Finalmente, adicione 10 microlitros de água livre de DNase ao pellet de DNA antes de prosseguir com a quantificação do DNA metilado, sequenciamento de MBD e análise conforme descrito no protocolo de texto. A análise identificou várias regiões diferencialmente hiper e hipometiladas enriquecidas em amostras de LLC em comparação com controles normais. Essas regiões diferencialmente metiladas foram mapeadas para diferentes classes de genes codificadores e não codificantes de proteínas.

Finalmente, a análise dos dados mostrou sobreposição significativa entre as regiões diferencialmente metiladas associadas à LLC obtidas a partir de duas comparações de controle normal diferentes. Aqui, todos os locais de CpG localizados em regiões-alvo de dois genes diferencialmente metilados foram validados em um grande número de amostras de LLC usando pirosequenciamento. A faixa ideal de sonicação necessária para este método é ilustrada aqui.

Essa faixa de DNA fragmentado é ideal e mais adequada para fins de sequenciamento de próxima geração.

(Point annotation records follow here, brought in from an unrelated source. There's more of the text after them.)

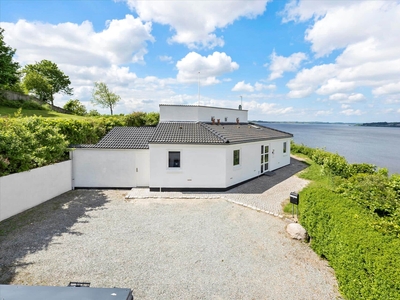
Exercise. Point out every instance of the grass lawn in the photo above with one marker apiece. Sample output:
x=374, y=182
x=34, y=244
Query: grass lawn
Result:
x=9, y=111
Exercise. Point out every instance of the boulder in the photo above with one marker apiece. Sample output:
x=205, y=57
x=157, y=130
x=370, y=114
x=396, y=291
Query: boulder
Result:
x=296, y=231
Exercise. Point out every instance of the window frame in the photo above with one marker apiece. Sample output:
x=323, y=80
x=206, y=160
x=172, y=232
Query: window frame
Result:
x=236, y=156
x=169, y=160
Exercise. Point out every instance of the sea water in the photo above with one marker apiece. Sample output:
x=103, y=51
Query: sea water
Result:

Uma vez dominada, essa técnica pode ser feita em dois dias se for feita corretamente. Ao tentar este procedimento, os fatores cruciais que afetam a recuperação final do DNA são a qualidade e a quantidade do DNA de entrada usado e o alcance do DNA fragmentado após a sonicação.

Decidimos usar este método porque é o primeiro estudo de metilação global da LLC baseado na imunoprecipitação para enriquecer o DNA metilado cobrindo todas as regiões metiladas do genoma. As implicações dessa técnica se estendem ao prognóstico ou à terapia, pois os genes de assinatura diferencialmente metilados identificados podem servir como biomarcadores normais globais e alvos epigenéticos para a terapia. Seguindo este procedimento, o DNA metilado enriquecido pode ser usado para outras aplicações a jusante, como hibridização ou microarrays para comparar facilmente os metalomas entre duas amostras ou entidades de doenças usando um conjunto fixo de locais CpG presentes nas matrizes.

Finalmente, esta é uma técnica econômica para analisar um grande número de amostras de pacientes em busca de sequências metiladas em todo o genoma, incluindo sequências anotadas abrangendo genes codificadores de proteínas, bem como sequências não anotadas abrangendo elementos repetitivos e RNAs longos não codificantes.